Visually, the film is wonderful. All the locations used are real, and most were shot with available light, but the framing (most of the time the camera remains static) makes fast food restaurants, mobile homes, a bakery, and the doll factory look like monuments. Some of the scenes of doll manufacture are surreal and unsettling.
The actors are all non-professionals, cast from the small Ohio town where Soderbergh and his team found the doll factory that the characters work in. The film was shot sequentially, and the actors often didn't know about plot points that were going to unfold in the scene they were about to shoot. The acting can be a little awkward at times, but the characters these people are playing are also awkward, so it comes across as natural. Two of the scenes, one where a character is accused of a murder, and another where an elderly man hears of the first character's arrest, are so subtle and powerful that I had to jump back and watch them twice. (In fact I watched the whole film twice this afternoon, and may very well watch it again tomorrow.) Having spent a lot of my growing-up years in a small town, I thought this movie had one of the most realistic depictions of small-town life I've ever seen on film.

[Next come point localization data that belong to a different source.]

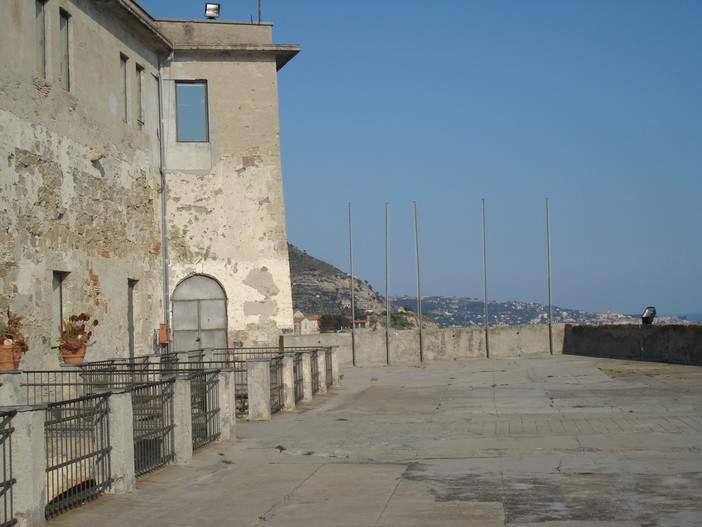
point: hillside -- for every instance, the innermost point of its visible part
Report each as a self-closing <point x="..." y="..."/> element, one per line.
<point x="469" y="312"/>
<point x="320" y="288"/>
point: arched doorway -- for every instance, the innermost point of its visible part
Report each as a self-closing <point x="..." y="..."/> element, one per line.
<point x="199" y="314"/>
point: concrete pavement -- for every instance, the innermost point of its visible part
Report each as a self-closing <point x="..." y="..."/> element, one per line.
<point x="556" y="442"/>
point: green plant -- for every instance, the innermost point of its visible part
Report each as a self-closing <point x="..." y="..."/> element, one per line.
<point x="11" y="331"/>
<point x="74" y="334"/>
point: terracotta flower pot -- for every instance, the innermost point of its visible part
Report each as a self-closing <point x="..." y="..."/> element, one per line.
<point x="10" y="355"/>
<point x="73" y="356"/>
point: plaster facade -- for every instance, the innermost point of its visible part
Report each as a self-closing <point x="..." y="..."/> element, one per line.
<point x="87" y="187"/>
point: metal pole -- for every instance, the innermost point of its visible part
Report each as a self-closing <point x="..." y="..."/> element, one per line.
<point x="548" y="255"/>
<point x="388" y="318"/>
<point x="353" y="301"/>
<point x="419" y="287"/>
<point x="485" y="315"/>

I'd highly recommend this to anyof y'all looking for something a little unusual and very, very effective.
2 Comments:
Cool -- I've been meaning to check this one out. The simultaneous-release idea is pretty cool, too, and I kinda like Soderbergh, though I've only seen Schizopolis (which I loved) and Kafka (which is OK).
Heh! Those are the only two Soderbergh movies I've seen, too (I actually saw Kafka in the theatre). My reactions to them are about the same as yours.